Como se ha encontrado en los estudios mencionados, la CNAF podría considerarse una intervención primaria para tratar la insuficiencia respiratoria en casos pediátricos, particularmente en casos de bronquiolitis y asma grave. No obstante, resulta indispensable continuar la investigación en este tema, en función de establecer directrices definitivas sobre el uso apropiado de la CNAF, así como identificar los indicadores del éxito y el fracaso del tratamiento.
5. CONCLUSIÓN
Existen posibles beneficios si se adaptan los protocolos de tratamiento con CNAF a las características individuales de los pacientes, ya que esto puede conducir a la optimización de los resultados clínicos y a reducir la necesidad de intervenciones más invasivas en la UCIP. En particular se han encontrado variaciones significativas, entre los protocolos que se basan en el peso y los que se basan en la edad. Los protocolos basados en el peso han demostrado una mayor eficacia a la hora de reducir el uso de la unidad de cuidados intensivos y la duración de la hospitalización en comparación con los protocolos basados en la edad.

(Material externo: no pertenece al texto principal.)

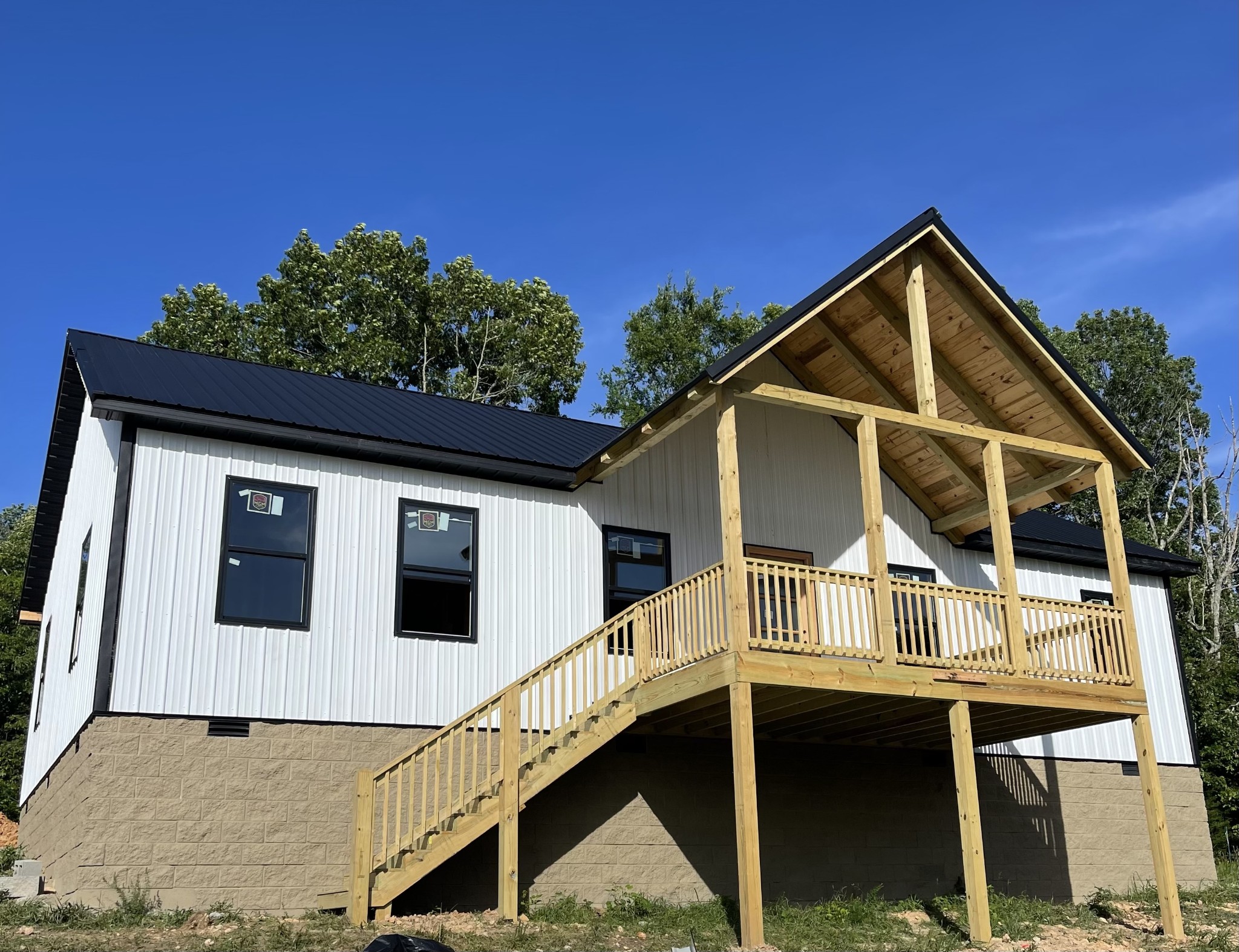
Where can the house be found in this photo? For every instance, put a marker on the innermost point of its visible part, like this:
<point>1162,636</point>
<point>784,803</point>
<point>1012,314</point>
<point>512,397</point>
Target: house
<point>307,642</point>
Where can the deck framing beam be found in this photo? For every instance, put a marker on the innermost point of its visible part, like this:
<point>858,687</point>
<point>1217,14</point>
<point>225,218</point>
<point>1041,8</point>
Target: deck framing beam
<point>916,422</point>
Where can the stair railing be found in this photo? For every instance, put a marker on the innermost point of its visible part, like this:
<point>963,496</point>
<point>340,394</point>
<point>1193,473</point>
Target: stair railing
<point>449,774</point>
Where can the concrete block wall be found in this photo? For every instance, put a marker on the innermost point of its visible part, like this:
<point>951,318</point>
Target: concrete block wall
<point>264,823</point>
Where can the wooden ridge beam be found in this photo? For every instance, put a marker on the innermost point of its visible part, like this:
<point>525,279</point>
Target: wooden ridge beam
<point>1015,494</point>
<point>885,389</point>
<point>980,316</point>
<point>952,378</point>
<point>854,410</point>
<point>898,474</point>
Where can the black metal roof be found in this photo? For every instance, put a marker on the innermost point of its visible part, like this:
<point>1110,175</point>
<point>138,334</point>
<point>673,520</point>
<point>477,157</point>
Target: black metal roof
<point>144,379</point>
<point>1041,535</point>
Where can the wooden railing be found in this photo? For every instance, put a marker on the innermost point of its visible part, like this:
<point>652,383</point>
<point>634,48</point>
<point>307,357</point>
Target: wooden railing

Según los resultados de las investigaciones incluidas en esta revisión, la CNAF supera a la administración de oxígeno terapéutico de bajo flujo y a la ventilación no invasiva en cuanto a la disminución de la probabilidad de que el tratamiento se intensifique y mejorar varios parámetros clínicos. Introducir protocolos estandarizados ha permitido reducir tanto la duración del uso del CNAF, como la duración de la estancia en la unidad de cuidados intensivos. Sin embargo, la eficacia de estos protocolos estandarizados varía, por lo que es importante que se evalúe frecuentemente su impacto en distintos entornos clínicos.
Entre las brechas de investigación que se pueden aprovechar para estudios futuros, se encuentran, la escasez de estudios bien diseñados que evalúen los resultados centrados en el paciente, como las tasas de intubación y la mortalidad y dificultad en el establecimiento de directrices clínicas sólidas. Además, se necesitan más investigaciones para delinear los parámetros óptimos de tratamiento y determinar con precisión los indicadores del éxito y el fracaso del tratamiento en pacientes con diferentes afecciones respiratorias.